Peş peşe konuşup benzer mesajlar verdiler. Terörü gölgeleyip, yargıyı hedef aldılar. Türkiye'nin ABD destekli teröre karşı mücadelesini ''Türkiye'de can ve mal güvenliği kalmadı.'' olarak yorumladılar.
HDP Eş Genel Başkanı Pervin Buldan partisin grup toplantısında kürsüye çıktı kapatma davasına ilişkin konuştu:
Bu dava, HDP'nin yürüttüğü siyasetle, HDP fikriyatıyla baş edememe davasıdır.
7 Haziran 2015 seçimlerinin yıl dönümünde HDP'ye bir kez daha kapatma davası açtılar. Kobani kumpas davasında olduğu gibi kirli, siyasi bir operasyonla karşı karşıyayız. Demokrasiden, adaletten ve barıştan yana olan herkesle, tüm demokrasi güçleriyle, toplumsal muhalefetle en geniş demokrasi bloğunu mutlaka oluşturacağız.
CHP Genel Başkanı Kemal Kılıçdaroğlu gündeminde de HDP'ye açılan kapatma davası vardı:
Hem demokrasiden bahsedeceksiniz sonra beğenmediniz bir partiyi kapatın diye savcıya talimat vereceksiniz sonra bizim ülkemizde yargı bağımsızdır.
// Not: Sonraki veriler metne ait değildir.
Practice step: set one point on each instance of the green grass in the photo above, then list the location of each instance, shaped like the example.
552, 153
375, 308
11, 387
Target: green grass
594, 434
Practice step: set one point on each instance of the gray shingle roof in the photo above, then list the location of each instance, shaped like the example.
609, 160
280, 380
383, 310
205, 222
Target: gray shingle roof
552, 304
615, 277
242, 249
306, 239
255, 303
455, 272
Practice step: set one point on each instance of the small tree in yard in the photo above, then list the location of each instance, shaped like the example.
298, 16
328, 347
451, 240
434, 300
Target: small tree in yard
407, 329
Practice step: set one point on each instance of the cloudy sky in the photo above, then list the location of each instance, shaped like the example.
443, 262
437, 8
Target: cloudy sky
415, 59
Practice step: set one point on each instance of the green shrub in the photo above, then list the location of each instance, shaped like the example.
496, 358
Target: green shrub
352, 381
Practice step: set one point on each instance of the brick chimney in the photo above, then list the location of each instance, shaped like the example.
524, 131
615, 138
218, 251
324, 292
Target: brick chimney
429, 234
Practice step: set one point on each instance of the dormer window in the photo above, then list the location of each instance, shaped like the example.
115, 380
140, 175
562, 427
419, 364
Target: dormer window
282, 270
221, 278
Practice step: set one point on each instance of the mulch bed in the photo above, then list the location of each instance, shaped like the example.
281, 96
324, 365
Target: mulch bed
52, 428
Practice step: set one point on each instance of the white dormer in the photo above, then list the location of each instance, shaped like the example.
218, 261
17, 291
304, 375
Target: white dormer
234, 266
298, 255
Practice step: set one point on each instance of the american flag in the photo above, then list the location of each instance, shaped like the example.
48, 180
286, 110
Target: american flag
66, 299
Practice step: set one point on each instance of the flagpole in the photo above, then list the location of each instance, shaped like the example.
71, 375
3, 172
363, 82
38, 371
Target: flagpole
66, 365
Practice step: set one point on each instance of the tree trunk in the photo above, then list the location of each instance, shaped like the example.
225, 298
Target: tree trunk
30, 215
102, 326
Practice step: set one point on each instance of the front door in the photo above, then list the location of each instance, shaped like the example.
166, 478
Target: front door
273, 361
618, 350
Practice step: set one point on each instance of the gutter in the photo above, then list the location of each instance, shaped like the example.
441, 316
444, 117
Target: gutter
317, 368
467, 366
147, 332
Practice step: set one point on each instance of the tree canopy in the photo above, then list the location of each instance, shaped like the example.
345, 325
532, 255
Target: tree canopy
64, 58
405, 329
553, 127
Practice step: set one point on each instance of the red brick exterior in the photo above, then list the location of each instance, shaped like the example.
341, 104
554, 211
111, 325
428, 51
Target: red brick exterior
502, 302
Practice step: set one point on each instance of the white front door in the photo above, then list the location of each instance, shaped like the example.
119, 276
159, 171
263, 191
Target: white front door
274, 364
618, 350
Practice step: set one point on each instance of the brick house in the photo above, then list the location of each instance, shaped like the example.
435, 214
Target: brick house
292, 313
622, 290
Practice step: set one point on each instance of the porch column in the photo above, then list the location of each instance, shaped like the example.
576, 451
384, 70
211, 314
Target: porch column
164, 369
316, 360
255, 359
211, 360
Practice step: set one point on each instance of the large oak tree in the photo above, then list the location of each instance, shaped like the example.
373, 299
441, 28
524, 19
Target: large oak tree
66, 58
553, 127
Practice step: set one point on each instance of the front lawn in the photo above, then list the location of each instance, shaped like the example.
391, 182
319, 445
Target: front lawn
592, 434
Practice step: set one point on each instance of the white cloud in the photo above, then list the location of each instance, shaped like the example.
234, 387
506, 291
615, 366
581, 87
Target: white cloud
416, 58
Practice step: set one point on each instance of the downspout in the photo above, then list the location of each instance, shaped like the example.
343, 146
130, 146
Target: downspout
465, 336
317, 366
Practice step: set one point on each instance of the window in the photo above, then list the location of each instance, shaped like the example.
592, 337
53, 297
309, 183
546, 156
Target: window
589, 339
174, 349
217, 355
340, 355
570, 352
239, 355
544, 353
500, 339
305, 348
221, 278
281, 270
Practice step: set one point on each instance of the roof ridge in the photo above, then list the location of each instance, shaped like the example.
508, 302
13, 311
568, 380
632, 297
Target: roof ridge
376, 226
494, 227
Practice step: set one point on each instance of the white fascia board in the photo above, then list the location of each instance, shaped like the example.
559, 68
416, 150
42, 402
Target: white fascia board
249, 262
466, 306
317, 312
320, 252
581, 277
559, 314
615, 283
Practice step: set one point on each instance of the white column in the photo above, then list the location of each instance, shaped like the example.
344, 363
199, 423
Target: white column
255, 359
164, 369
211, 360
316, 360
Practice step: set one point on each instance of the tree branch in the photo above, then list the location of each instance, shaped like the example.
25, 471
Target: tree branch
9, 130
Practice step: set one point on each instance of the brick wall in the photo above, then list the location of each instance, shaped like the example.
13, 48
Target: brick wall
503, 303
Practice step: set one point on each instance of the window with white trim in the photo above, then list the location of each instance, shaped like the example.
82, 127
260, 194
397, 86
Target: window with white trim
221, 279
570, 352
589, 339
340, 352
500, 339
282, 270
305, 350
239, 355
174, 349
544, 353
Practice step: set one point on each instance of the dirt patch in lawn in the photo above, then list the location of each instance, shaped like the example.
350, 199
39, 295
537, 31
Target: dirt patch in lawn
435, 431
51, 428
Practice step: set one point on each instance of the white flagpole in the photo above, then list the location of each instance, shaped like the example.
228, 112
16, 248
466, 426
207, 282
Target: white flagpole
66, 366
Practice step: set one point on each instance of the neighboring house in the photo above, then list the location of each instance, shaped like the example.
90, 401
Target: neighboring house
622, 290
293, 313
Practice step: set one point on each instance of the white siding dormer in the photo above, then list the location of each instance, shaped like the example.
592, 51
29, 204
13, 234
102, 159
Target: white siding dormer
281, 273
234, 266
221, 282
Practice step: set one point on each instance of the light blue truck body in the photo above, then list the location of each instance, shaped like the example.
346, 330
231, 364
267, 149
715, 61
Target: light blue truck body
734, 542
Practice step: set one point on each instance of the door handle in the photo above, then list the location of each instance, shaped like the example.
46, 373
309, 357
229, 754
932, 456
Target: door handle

Kim inanacak?
Demokrasinin var olduğu savunulması gereken ortamda siz bir partiyi kapatamazsınız.
Kılıçdaroğlu ve Buldan, suç örgütü lideri Sedat Peker'in iddiaları üzerinden hükümeti eleştirdi.
Buldan, ''Bunun adı yerli ve milli suçlular itirafıdır.'' dedi:
Mafyanın itirafında olduğu gibi her suçta beraber oldukları büyük bir geniş aile kurdular. Bunun adı yerli ve milli suçlular itirafıdır.
CHP liderinin gündeminde terör suçundan cezaevinde yatanlar da vardı. Onların suçsuz olduğunu iddia etti:
Türkiye Cumhuriyeti devletinde kimsenin can ve mal güvenliği yoktur. Türkiye Cumhuriyeti devleti bir hukuk devleti olmaktan çıkmıştır. Askeri öğrenciler içeride, Demirtaş içeride, kavala içeride... Bu kadar çürüme olmamıştı ama demokratik yollarla temizlyeceğiz temizliğin sihirli anahtarı temizlik erken seçim.